The Credit Agreement contains customary provisions regarding events of default which, if not cured within any applicable grace periods, would permit the lenders to declare all outstanding advances immediately due and payable, including but not limited to failure to make timely payments of principal of or interest on the outstanding advances, the failure to comply with covenants or representations in the Credit Agreement, cross-defaults with certain other indebtedness, upon a "Change of Control" (as defined in the Credit Agreement), certain bankruptcy and insolvency related events, certain monetary judgment defaults, and certain claims arising under environmental laws that if, adversely determined, would be material.

Subject to certain exceptions, each of the Restricted Subsidiaries and Alliance Minerals, LLC is a guarantor of the obligations created under the Credit Agreement pursuant to a Subsidiary Guaranty, dated as of March 9, 2020 (the "Subsidiary Guaranty"). Under the Subsidiary Guaranty, each such subsidiary a party thereto has unconditionally guaranteed payments due under the Credit Agreement, including certain other additional expenses that may be incurred.

Subject to certain exceptions, new domestic subsidiaries of the Intermediate Partnership that are subsequently formed or acquired by the Intermediate Partnership are required to become a party to the Subsidiary Guaranty within a certain period of time.

The foregoing description of the Credit Agreement is a summary only and is qualified in its entirety by reference to the complete text of the Credit Agreement, a copy of which is attached as Exhibit 10.1 to this Current Report on Form 8-K and incorporated herein by reference.

Item 2.03 Creation of a Direct Financial Obligation

The information included in Item 1.01 of this Current Report on Form 8-K is incorporated by reference into this Item 2.03 of this Current Report on Form 8-K.

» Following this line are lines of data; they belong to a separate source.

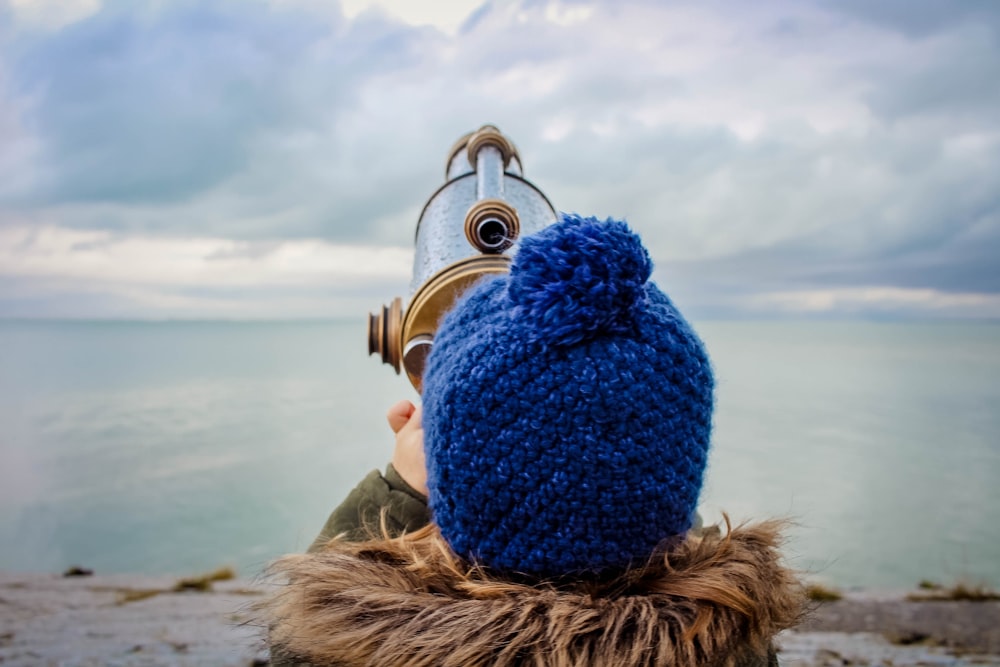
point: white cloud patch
(777, 148)
(52, 14)
(202, 277)
(879, 300)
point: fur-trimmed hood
(714, 599)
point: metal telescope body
(468, 229)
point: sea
(180, 447)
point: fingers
(399, 414)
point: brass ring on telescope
(495, 211)
(488, 135)
(436, 297)
(384, 330)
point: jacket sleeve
(360, 516)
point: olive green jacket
(376, 499)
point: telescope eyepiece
(492, 233)
(492, 226)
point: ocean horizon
(177, 446)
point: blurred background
(201, 201)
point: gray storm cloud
(776, 157)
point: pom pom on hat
(579, 278)
(567, 409)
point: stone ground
(138, 621)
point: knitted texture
(567, 409)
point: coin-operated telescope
(469, 228)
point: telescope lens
(493, 234)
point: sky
(268, 159)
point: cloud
(777, 148)
(192, 277)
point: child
(566, 421)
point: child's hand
(408, 457)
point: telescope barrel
(468, 229)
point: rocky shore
(133, 621)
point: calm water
(179, 447)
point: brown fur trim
(716, 599)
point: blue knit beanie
(567, 409)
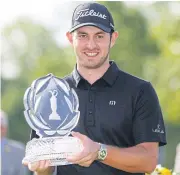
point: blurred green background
(148, 47)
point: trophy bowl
(51, 109)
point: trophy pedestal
(55, 149)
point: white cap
(4, 119)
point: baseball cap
(92, 14)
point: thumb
(24, 162)
(78, 135)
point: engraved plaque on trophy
(51, 109)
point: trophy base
(55, 149)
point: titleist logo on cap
(87, 12)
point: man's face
(91, 46)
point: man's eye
(82, 36)
(99, 36)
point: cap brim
(102, 27)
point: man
(12, 152)
(121, 124)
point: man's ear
(113, 38)
(69, 37)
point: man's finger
(24, 162)
(78, 135)
(33, 166)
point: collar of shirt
(110, 75)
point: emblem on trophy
(51, 109)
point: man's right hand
(40, 168)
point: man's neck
(92, 75)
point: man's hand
(40, 167)
(89, 152)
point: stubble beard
(95, 65)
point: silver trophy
(51, 109)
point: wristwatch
(102, 153)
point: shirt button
(90, 112)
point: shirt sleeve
(148, 123)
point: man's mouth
(91, 54)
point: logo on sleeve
(158, 129)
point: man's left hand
(89, 152)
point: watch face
(102, 153)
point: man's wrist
(102, 152)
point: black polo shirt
(118, 109)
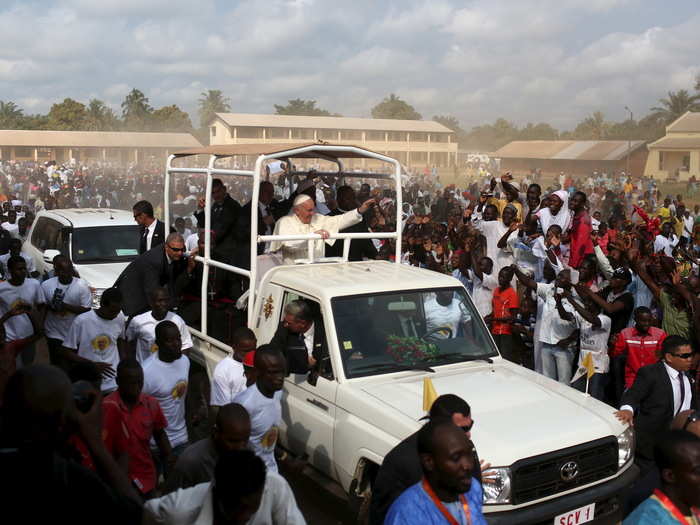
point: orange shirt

                                       3

ITEM 9.01. FINANCIAL STATEMENTS AND EXHIBITS.





(d) Exhibits



  Exhibit
  Number                                   Description
     10.1        Fifth Amended and Restated Credit Agreement, dated as of March 9,
               2020, by and among Alliance Resource Operating Partners, L.P., as
               borrower, the initial lenders, initial issuing banks and swingline
               bank named therein, JPMorgan Chase Bank, N.A., as administrative
               agent, JPMorgan Chase Bank, N.A., Citigroup Global Markets Inc., PNC
               Bank, National Association, BOKF, NA DBA Bank of Oklahoma and
               Suntrust Robinson Humphrey, Inc. as joint lead arrangers, JPMorgan
               Chase Bank, N.A., Citigroup Global Markets Inc., PNC Bank, National
               Association, BOKF, NA DBA Bank of Oklahoma and Suntrust Robinson
               Humphrey, Inc. as joint bookrunners, and the other institutions
               named therein as documentation agents.
     104       Cover Page Interactive Data File (formatted as inline XBRL).